Weak European economy has affected development during the year
- In Norway deliveries worth SEK 100 M were made to the retailer REMA 1000 for all its 500 stores
- Pricer won the largest project ever in the market – the estimated value exceeds SEK 300 M over three to five years
- Belgian Delhaize, one of the world’s leading retailers, has selected Pricer’s graphic e-paper labels for both its integrated and franchise stores
- The Board proposes a dividend of 0.25 (0.25) SEK
- Outlook for 2013: Higher net sales, but slightly lower operating profit than 2012 caused by lower gross margin due to adjusted product mix
Fourth quarter
Order entry: SEK 76 M (148)
Net sales: SEK 144.2 M (191.9)
Gross margin: 27.7 percent (32.2)
Operating profit: SEK 11.5 M (26.5)
Operating margin: 8.0 percent (13.8)
Net profit 1): SEK -16.0 M (102.5)
Cash flow: SEK 9.3 M (29.7)
Basic earnings per share 1): SEK -0.15 (0.95)
Full year
Order entry: SEK 512 M (548)
Net sales: SEK 549.2 M (613)
Gross margin: 31.2 percent (32.4)
Operating profit: SEK 69.7 M (76.7)
Operating margin: 12.7 percent (12.5)
Net profit: SEK 35.6 M (150.3)
Cash flow: SEK 23.0 M (5.9)
Basic earnings per share: SEK 0.33 (1.40)
1) The reduced corporate tax rate in Sweden from 2013 reduces the value of capitalised tax losses by SEK 19 M
Comments from the CEO Fredrik Berglund
We maintain our position as the leading supplier of electronic shelf labels. During 2012 we have achieved our second best result in the history of the company, despite the subdued development in the euro-area. In France, our largest market, Carrefour elected not to do any installations during the year affecting the development. The economic slowdown has led to both order entry and net sales declining during the year. We have also experienced some pressure on gross margin.

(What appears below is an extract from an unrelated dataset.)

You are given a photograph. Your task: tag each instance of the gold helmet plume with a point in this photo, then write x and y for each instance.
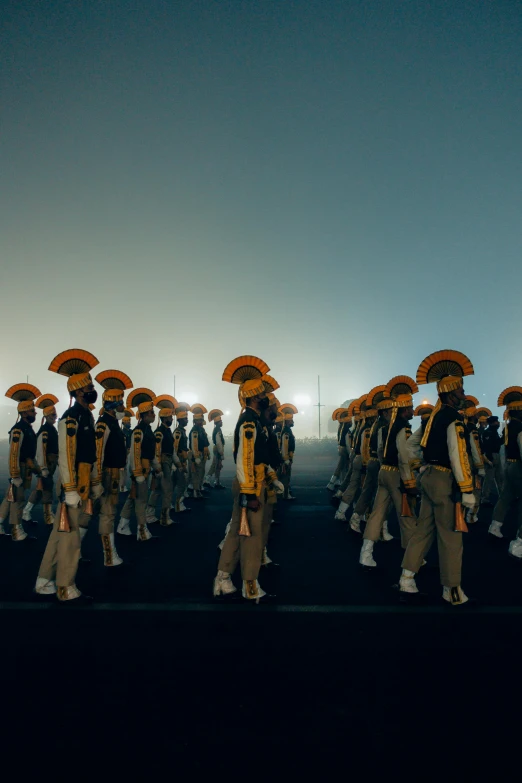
(76, 365)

We have won several important contracts and Pricer has not lost any larger Request-For-Proposals during the year. The number of pilots remains at a high level, a clear indication of future deals, and the projects span over several continents and business segments. However, the difficult economic climate makes the investments take longer. There is more time between pilot projects and orders and projects are slower than planned.
In September 2012 we installed the first store in the world with labels containing NFC, (Near Field Communication). We have focused on developing new solutions, based on customer requests, a number of which will be launched during 2013. We have continued to strengthen our sales and marketing organization.
Our graphic labels represent an increasing share of net sales. We are confident that the functionality and the possibilities with the graphic displays will broaden the market for electronic shelf labels. Short term net sales will be affected positively but margins negatively, something we have noted the effect of already in the fourth quarter.
We stand strong for the future with our strengthened sales organization and product mix. At the same time the economic decline makes the complete picture unclear. Our outlook is that net sales will grow in 2013. However, gross margin will come under pressure as the share of graphic labels will increase leading to the operating result for 2013 expected to be lower.